Além da produção de vinhos, a empresa também abraçou a tendência crescente do enoturismo. O destaque vai para o Museu da 1.ª Demarcação, recentemente aberto, mas já com um número muito expressivo de visitantes, curiosos e ávidos por saber mais sobre a história do Vinho do Porto. Ali é possível explorar o mundo vitivinícola da Real Companhia Velha, aprender sobre a história do Vinho do Porto e desfrutar de degustações memoráveis, ao subir ao primeiro piso, onde se encontra a Enoteca 17.56. Esta abertura à interação com os consumidores e entusiastas do vinho é uma prova do compromisso da empresa em partilhar a sua herança e tradição com o mundo.

Futuro brilhante 

Olhando para o futuro, a Real Companhia Velha está empenhada em continuar a sua tradição de excelência e inovação. A empresa reconhece a importância de preservar as suas raízes históricas, mantendo as práticas que a tornaram famosa. No entanto, os seus administradores também estão empenhados em adaptar-se às necessidades do mercado. Para Pedro Silva Reis o maior desafio com que têm de lidar é “como é que se consegue aliar a tradição com atualidade? Temos de continuar a contar a nossa história, mas o produto tem que estar atual”. 

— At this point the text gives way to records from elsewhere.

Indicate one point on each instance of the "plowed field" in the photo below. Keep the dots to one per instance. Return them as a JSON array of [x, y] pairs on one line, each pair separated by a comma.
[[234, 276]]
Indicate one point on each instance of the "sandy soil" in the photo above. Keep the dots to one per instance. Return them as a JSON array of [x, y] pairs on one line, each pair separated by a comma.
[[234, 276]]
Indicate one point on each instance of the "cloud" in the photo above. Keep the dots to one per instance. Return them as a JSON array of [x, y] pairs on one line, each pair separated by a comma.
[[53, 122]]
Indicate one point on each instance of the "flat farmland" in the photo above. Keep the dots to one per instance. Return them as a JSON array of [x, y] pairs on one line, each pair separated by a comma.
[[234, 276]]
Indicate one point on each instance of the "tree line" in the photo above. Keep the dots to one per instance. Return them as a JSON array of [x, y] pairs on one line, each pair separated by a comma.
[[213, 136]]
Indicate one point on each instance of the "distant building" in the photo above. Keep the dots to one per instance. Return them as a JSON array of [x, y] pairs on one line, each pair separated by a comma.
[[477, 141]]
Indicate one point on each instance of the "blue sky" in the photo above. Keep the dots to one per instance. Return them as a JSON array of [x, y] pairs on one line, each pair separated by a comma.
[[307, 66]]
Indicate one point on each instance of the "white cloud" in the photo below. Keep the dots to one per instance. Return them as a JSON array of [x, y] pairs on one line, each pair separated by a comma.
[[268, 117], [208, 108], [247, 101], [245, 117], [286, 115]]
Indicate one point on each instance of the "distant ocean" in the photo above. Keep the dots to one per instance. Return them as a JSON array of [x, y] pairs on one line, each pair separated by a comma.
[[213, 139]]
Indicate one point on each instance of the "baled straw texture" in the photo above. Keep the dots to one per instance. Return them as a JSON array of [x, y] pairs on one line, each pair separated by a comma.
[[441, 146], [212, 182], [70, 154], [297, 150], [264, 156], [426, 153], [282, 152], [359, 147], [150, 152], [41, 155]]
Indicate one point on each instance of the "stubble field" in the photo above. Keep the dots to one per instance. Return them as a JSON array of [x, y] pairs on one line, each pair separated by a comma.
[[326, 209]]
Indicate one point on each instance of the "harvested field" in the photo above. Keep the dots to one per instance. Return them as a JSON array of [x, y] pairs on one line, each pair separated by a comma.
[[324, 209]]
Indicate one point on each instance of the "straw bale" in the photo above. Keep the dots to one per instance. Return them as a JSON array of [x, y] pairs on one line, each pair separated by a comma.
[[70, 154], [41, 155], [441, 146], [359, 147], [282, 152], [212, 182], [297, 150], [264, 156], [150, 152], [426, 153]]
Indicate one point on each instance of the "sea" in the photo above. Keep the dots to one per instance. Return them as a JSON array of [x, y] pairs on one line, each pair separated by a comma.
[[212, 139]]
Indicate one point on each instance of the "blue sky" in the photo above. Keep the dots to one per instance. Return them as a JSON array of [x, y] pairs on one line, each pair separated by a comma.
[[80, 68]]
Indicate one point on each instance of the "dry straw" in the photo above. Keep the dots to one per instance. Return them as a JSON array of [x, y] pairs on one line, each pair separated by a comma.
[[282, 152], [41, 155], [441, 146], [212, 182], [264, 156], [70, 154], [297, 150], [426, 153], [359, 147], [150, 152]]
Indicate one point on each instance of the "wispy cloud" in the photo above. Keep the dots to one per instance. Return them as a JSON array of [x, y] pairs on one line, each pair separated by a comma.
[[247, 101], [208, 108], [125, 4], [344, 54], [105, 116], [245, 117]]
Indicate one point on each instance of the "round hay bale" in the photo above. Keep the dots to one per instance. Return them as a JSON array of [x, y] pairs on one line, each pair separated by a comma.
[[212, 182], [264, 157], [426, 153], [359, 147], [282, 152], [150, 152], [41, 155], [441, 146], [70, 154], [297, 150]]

Um dos focos principais da empresa é a sustentabilidade ambiental. A Real Companhia Velha está comprometida em adotar práticas agrícolas responsáveis e métodos de produção que respeitem o meio ambiente. Isso inclui a implementação de técnicas de cultivo orgânico, a redução do consumo de água e energia e a minimização do impacto ambiental em todos os aspetos das suas atividades

Além disso, a empresa explora novas oportunidades comerciais, incluindo a expansão para novos mercados globais. A crescente popularidade do Vinho do Porto nos mercados asiáticos e na América Latina oferece novas perspetivas de crescimento.

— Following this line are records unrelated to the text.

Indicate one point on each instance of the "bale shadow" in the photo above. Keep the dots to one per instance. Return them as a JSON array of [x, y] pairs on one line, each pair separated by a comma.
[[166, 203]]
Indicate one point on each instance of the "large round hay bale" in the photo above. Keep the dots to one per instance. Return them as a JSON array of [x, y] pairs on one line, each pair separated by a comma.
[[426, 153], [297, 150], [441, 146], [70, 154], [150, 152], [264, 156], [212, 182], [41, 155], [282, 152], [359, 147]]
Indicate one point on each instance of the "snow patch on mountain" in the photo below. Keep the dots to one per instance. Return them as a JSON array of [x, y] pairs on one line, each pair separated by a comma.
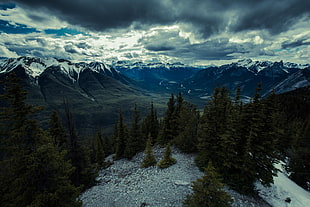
[[284, 192], [36, 66]]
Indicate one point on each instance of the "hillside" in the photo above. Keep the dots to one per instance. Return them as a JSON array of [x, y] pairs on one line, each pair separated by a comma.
[[125, 183]]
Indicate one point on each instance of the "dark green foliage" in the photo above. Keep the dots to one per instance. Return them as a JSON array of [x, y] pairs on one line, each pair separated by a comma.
[[100, 155], [121, 136], [79, 154], [149, 159], [150, 124], [56, 131], [240, 140], [135, 142], [188, 121], [167, 131], [299, 157], [33, 170], [208, 191], [167, 161], [212, 125]]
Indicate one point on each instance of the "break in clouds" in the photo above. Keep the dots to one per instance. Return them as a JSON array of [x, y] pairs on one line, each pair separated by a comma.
[[188, 30]]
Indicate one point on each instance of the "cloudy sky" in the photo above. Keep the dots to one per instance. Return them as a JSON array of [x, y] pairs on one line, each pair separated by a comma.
[[188, 31]]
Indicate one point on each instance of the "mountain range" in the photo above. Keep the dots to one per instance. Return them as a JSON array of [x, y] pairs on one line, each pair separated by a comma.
[[97, 91]]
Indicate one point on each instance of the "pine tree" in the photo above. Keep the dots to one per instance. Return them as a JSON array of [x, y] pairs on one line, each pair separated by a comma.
[[56, 131], [167, 161], [188, 121], [135, 142], [84, 174], [208, 191], [25, 177], [167, 131], [149, 159], [299, 157], [150, 124], [100, 155], [121, 137], [213, 124]]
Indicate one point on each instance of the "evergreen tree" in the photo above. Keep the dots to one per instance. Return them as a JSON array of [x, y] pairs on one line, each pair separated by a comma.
[[188, 121], [167, 161], [149, 159], [208, 191], [56, 131], [299, 157], [25, 177], [121, 137], [84, 174], [150, 124], [100, 155], [213, 124], [135, 142], [167, 131]]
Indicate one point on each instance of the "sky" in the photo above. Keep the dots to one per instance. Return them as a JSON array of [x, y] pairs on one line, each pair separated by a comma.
[[196, 32]]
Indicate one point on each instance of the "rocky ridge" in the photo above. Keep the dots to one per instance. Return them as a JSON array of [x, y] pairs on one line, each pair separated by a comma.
[[126, 184]]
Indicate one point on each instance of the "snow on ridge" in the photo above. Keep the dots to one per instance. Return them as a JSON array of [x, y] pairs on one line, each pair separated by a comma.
[[284, 192], [126, 184]]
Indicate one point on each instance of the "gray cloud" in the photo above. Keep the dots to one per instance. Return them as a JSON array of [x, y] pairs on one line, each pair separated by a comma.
[[208, 16], [295, 43]]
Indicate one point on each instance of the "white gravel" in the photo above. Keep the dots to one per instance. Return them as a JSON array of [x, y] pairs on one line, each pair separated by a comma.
[[126, 184]]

Com uma visão clara para o futuro, a Real Companhia Velha pretende continuar a encantar os amantes de vinho um pouco por todo o mundo, perpetuando o seu legado e enriquecendo a história dos vinhos de Portugal.

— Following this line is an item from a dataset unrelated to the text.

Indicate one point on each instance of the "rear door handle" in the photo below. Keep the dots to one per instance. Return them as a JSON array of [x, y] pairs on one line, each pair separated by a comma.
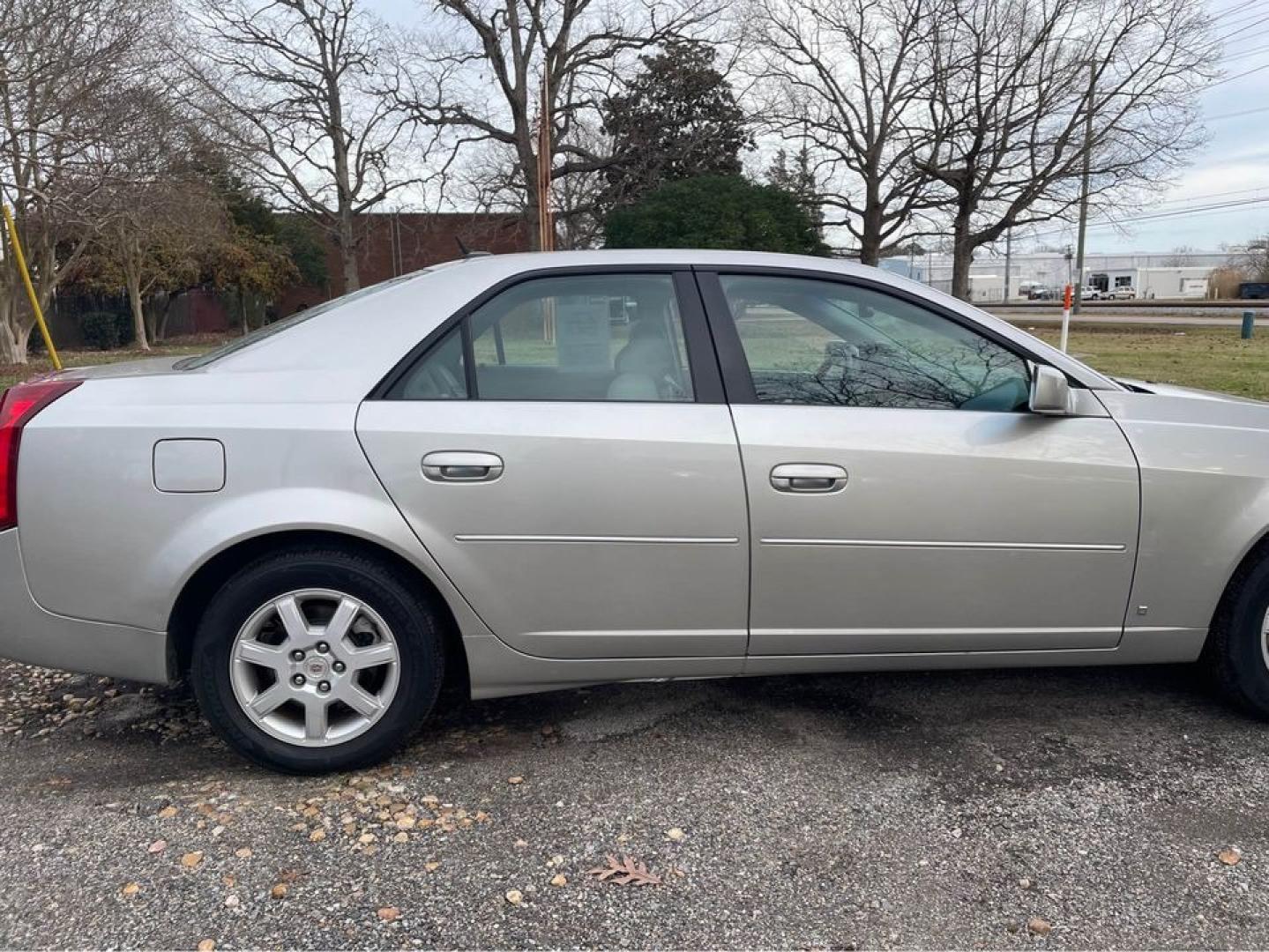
[[459, 466], [809, 478]]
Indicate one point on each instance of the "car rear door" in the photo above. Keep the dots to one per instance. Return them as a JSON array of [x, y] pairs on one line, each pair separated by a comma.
[[564, 450], [901, 496]]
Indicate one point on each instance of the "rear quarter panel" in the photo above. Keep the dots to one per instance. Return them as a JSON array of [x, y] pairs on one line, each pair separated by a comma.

“Sistematicamente procuramos responder às aspirações do consumidor. Se possível anteciparmo-nos aquilo que ele vai preferir num futuro próximo”, destaca Pedro Silva Reis. Mais do que uma empresa de vinhos, a Real Companhia Velha é um embaixador do património vitivinícola português que celebra o seu passado glorioso, mantendo um presente de excelência e traçando um futuro brilhante para os vinhos do Porto e Douro.

 

Num mundo em constante evolução, a Real Companhia Velha mantém-se fiel à sua herança, demonstrando que a tradição e a inovação podem coexistir harmoniosamente. Assim, a empresa escreve um novo capítulo de sucesso na história dos vinhos durienses, com um compromisso inabalável com a qualidade, a autenticidade e a sustentabilidade. A Real Companhia Velha é, e continuará a ser, um ícone na indústria vitivinícola, honrando seu passado enquanto constrói um futuro empolgante e brilhante como referência dos vinhos em e além Portugal.